Coelho de Lima considera que o impacto será evidente: "fica 2020 como um ano sem projeções de política de segurança interna e criminal e não se sabe quais eram os objetivos do governo". O deputado sublinha que "quando o estado de emergência terminou, o RASI já devia estar concluído há muito tempo".
Transparência em causa
Este ano, o CSSI nunca se reuniu. Uma reunião agendada para 20 de janeiro "foi cancelada à última da hora", afiança André Coelho de Lima. A ordem de trabalhos nessa reunião incluía dois pontos: a apreciação do projeto de proposta de lei de política criminal e a cooperação policial europeia - desafios futuros.
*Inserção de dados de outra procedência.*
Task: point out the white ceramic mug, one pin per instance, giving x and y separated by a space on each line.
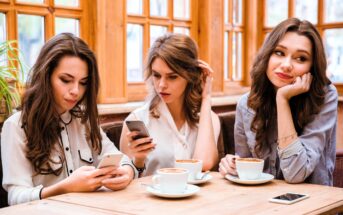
249 168
171 180
194 166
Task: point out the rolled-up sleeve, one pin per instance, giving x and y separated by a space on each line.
299 159
17 170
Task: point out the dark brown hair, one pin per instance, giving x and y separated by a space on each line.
262 95
180 53
39 114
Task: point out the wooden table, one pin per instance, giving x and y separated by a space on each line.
219 196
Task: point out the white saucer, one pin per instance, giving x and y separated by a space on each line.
265 177
198 181
190 190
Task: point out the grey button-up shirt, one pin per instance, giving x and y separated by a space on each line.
310 158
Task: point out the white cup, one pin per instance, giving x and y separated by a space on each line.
171 180
249 168
194 167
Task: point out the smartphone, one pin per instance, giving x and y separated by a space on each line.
289 198
139 126
110 159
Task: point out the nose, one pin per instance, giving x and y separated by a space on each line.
286 64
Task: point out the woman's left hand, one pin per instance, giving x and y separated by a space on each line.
119 180
207 78
301 85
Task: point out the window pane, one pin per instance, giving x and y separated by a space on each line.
237 12
67 25
31 37
277 11
181 9
2 27
158 7
226 11
226 52
134 6
156 31
237 56
32 1
181 30
334 52
307 9
333 11
134 53
68 3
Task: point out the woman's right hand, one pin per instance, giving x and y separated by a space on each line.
139 148
227 165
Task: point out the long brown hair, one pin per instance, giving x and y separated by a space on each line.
180 53
39 115
262 95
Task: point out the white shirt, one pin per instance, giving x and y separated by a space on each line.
171 143
20 180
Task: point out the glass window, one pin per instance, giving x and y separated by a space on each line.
67 25
307 9
237 12
31 1
237 56
181 9
134 53
277 11
334 52
134 6
181 30
68 3
31 37
156 31
158 7
2 27
333 11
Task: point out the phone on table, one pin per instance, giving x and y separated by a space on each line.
289 198
139 126
110 159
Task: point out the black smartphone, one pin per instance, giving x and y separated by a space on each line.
137 125
289 198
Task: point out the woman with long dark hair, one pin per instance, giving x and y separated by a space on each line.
53 144
289 117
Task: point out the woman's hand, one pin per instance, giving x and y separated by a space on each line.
119 179
227 165
87 178
301 85
139 148
207 79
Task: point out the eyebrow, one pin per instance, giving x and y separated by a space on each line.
298 50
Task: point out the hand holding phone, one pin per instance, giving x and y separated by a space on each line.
110 159
289 198
139 127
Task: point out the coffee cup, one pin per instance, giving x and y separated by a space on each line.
171 180
194 166
249 168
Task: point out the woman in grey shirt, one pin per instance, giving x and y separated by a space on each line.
289 117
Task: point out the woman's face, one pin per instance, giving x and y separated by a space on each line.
168 84
291 58
69 82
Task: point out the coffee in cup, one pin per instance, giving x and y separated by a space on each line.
249 168
171 180
194 166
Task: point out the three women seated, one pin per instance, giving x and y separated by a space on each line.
54 143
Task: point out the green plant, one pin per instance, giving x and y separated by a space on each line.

Na altura não havia ainda dados do RASI. A apresentação do RASI chegou a estar agendada no CSSI para 20 de março, mas a declaração do estado de emergência a 18, obrigou a cancelá-la - embora nessa altura a dados do relatório já estivessem confirmados. De qualquer forma, salienta o deputado, "até à declaração do estado de emergência passaram quase dois meses e tinha havido ainda muito tempo para reunir e tomar decisões".
O presidente do Observatório de Segurança, Criminalidade Organizada e Terrorismo (OSCOT) também olha com incompreensão para esta derrapagem. "Está em causa um princípio de transparência na apresentação de contas numa área de grande sensibilidade para todos os portugueses", assevera António Nunes.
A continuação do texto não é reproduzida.